Appendiceal malignancies are rare and they are diagnosed in only 0.9 to 1.4% of appendicectomy specimens.5 Ovarian metastases are encountered in 16.7 to 37 % of AACa.8 The analysis of CK7 and CK20 is useful in such cases.6 The ovarian carcinomas are CK7 positive /CK20 negative and the AACa as are CK7 negative /CK20 positive. CDX2 is a sensitive marker for colorectal carcinoma which metastasizes to the ovary. The differential diagnosis is clinically important, since the therapeutic approach is totally different for ovarian and appendiceal cancers. An optimal surgical debulking is advocated for ovarian tumours and chemotherapy with taxol and carboplatin is effective whereas the clinical utility of radical tumour debulking and chemotherapy remains unknown for appendiceal cancers.5,8 However, an aggressive cytoreductive surgery and a perioperative intraperitoneal chemotherapy with Mitomycin-C and 5-fluorouracil could be used for appendiceal cancers with peritoneal disseminations.5 The appendix should always be carefully examined during explorations for ovarian masses and prophylactic appendicectomy should be considered as a part of the treatment of ovarian carcinomas.
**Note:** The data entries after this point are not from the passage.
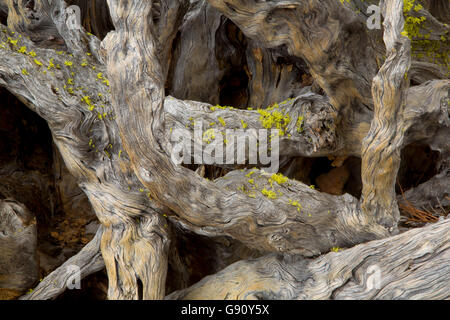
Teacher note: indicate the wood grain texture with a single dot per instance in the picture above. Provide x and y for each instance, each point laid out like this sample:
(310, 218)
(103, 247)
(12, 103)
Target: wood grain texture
(116, 142)
(19, 265)
(88, 260)
(381, 147)
(412, 265)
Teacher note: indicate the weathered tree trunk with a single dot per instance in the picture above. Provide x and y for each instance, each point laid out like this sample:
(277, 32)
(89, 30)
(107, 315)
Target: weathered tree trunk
(113, 104)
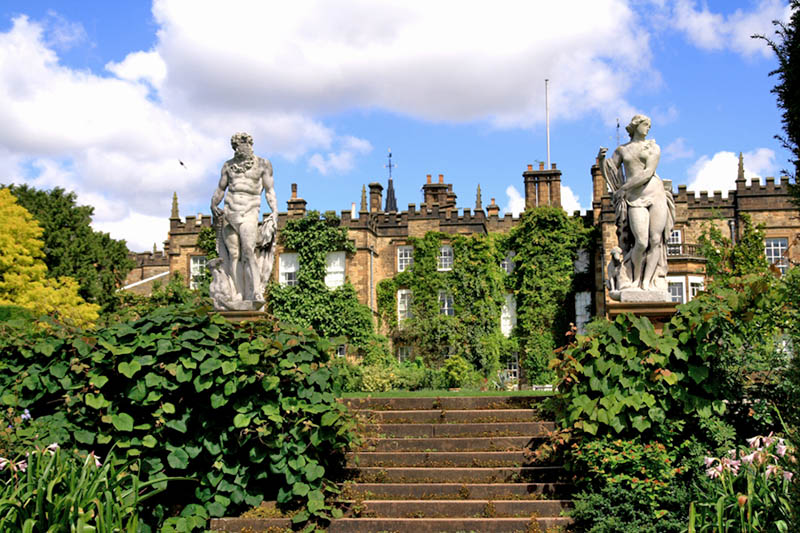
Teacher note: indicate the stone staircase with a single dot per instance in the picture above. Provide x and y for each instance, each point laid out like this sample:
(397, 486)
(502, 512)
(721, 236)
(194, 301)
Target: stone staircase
(444, 464)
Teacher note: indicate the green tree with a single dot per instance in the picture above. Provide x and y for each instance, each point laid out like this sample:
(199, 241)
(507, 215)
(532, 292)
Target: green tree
(787, 50)
(71, 248)
(23, 273)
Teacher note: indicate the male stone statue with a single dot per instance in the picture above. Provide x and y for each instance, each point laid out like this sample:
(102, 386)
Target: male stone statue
(246, 248)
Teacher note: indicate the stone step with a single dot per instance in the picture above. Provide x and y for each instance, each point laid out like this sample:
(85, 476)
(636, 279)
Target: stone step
(506, 474)
(470, 458)
(398, 525)
(463, 491)
(443, 416)
(457, 508)
(449, 444)
(507, 429)
(447, 403)
(440, 525)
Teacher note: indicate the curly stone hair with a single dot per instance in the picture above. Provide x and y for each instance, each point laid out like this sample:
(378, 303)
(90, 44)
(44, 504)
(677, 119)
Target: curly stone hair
(635, 121)
(239, 138)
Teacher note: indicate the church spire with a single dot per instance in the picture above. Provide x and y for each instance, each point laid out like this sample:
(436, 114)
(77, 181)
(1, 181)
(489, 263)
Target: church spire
(364, 207)
(740, 174)
(391, 201)
(175, 213)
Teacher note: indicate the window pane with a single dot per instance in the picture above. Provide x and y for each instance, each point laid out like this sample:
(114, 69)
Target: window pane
(288, 267)
(508, 315)
(405, 257)
(676, 291)
(197, 267)
(774, 250)
(403, 305)
(334, 269)
(445, 258)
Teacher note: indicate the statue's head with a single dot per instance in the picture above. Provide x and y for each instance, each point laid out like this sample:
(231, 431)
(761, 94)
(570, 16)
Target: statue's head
(636, 121)
(241, 139)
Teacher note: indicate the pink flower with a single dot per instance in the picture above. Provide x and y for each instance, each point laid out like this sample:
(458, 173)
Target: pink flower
(770, 470)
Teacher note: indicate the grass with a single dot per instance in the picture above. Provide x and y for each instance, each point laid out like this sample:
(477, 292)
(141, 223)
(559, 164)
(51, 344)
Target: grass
(431, 393)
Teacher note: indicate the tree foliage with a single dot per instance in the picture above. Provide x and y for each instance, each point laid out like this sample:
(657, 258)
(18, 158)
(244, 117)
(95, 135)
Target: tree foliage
(787, 50)
(23, 273)
(72, 248)
(249, 411)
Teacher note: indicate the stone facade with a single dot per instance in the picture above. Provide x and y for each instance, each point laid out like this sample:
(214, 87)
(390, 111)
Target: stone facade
(377, 234)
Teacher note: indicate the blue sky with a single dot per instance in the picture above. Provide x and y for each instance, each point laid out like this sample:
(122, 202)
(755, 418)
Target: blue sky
(104, 98)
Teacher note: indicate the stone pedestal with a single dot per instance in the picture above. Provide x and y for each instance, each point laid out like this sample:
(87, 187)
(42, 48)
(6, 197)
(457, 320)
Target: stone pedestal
(242, 316)
(659, 313)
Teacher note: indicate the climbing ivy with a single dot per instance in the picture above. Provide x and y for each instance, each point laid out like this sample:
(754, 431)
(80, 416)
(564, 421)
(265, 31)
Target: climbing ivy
(477, 285)
(546, 242)
(330, 312)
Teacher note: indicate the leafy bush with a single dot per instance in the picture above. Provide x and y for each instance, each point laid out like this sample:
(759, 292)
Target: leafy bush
(249, 412)
(750, 489)
(56, 490)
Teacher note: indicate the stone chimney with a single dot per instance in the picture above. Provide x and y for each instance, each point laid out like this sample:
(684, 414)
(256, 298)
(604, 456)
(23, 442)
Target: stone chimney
(542, 187)
(297, 206)
(375, 197)
(492, 209)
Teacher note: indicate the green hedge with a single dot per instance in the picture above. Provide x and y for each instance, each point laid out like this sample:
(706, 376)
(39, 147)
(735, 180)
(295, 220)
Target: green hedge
(248, 411)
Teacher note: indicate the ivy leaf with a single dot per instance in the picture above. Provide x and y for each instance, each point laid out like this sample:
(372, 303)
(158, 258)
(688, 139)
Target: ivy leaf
(241, 420)
(698, 373)
(129, 369)
(179, 459)
(122, 422)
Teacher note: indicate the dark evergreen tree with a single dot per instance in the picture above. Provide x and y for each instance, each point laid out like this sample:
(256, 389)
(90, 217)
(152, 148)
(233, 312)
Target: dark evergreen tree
(72, 248)
(786, 46)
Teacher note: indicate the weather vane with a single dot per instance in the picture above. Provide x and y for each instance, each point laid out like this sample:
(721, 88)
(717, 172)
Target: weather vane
(390, 165)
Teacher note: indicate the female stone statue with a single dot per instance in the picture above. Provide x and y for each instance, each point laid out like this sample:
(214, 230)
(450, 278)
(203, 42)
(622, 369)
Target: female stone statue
(645, 210)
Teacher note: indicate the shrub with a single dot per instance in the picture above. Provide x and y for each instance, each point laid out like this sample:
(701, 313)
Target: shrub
(749, 491)
(56, 490)
(249, 411)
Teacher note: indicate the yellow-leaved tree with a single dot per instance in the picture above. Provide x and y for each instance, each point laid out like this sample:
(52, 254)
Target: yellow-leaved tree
(23, 280)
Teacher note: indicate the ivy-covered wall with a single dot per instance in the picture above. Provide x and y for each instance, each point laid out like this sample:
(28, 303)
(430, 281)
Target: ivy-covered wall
(545, 242)
(331, 312)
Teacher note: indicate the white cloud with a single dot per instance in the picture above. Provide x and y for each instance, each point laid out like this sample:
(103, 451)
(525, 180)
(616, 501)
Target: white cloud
(342, 161)
(515, 201)
(140, 231)
(570, 201)
(714, 31)
(677, 149)
(141, 66)
(406, 57)
(718, 172)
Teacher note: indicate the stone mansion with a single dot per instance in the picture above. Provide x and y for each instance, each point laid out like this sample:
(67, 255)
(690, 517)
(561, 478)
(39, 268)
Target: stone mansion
(380, 231)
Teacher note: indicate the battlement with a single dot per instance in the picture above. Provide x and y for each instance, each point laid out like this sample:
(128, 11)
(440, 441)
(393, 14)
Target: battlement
(768, 188)
(192, 224)
(149, 259)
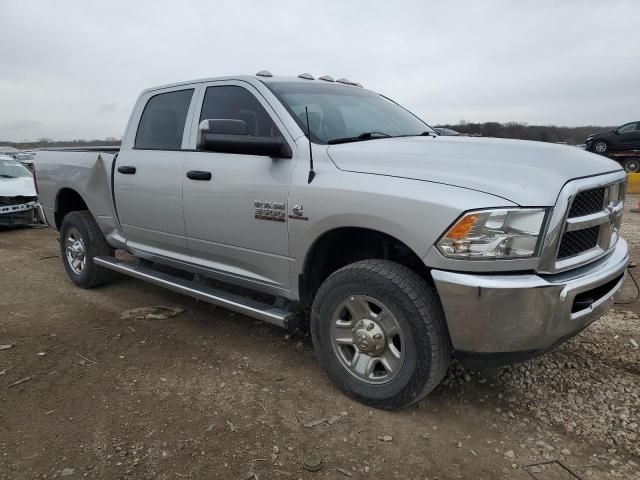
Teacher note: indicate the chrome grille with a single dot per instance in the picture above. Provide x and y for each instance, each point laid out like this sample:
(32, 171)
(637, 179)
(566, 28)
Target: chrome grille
(585, 222)
(578, 241)
(587, 202)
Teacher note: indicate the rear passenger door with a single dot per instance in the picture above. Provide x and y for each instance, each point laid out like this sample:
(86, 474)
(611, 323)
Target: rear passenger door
(225, 230)
(148, 173)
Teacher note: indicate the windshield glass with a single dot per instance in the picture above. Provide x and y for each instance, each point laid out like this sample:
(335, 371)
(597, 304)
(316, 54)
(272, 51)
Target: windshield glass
(345, 112)
(13, 169)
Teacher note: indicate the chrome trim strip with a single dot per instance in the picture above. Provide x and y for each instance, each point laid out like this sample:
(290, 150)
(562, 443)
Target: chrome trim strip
(230, 301)
(522, 312)
(587, 221)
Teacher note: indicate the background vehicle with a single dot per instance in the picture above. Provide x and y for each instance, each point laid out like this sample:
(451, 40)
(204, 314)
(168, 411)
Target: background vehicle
(629, 160)
(625, 137)
(18, 197)
(321, 195)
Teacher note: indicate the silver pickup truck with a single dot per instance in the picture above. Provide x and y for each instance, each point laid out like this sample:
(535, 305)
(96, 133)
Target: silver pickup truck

Gross and microscopic findings can differentiate between Krukenberg tumours and other primary tumours of ovaries. Both chemotherapy and radiotherapy have no significant role in management.1


Krukenberg tumour is a rare clinical entity. It is essential to rule out other ovarian malignancies to avoid  misdiagnosis and management of the Krukenberg tumour.9 Serum CA-125 level can help to predict the prognosis.”

Disclaimer: None to declare.
Conflict of Interest: None to declare.
Funding Disclosure: None to declare.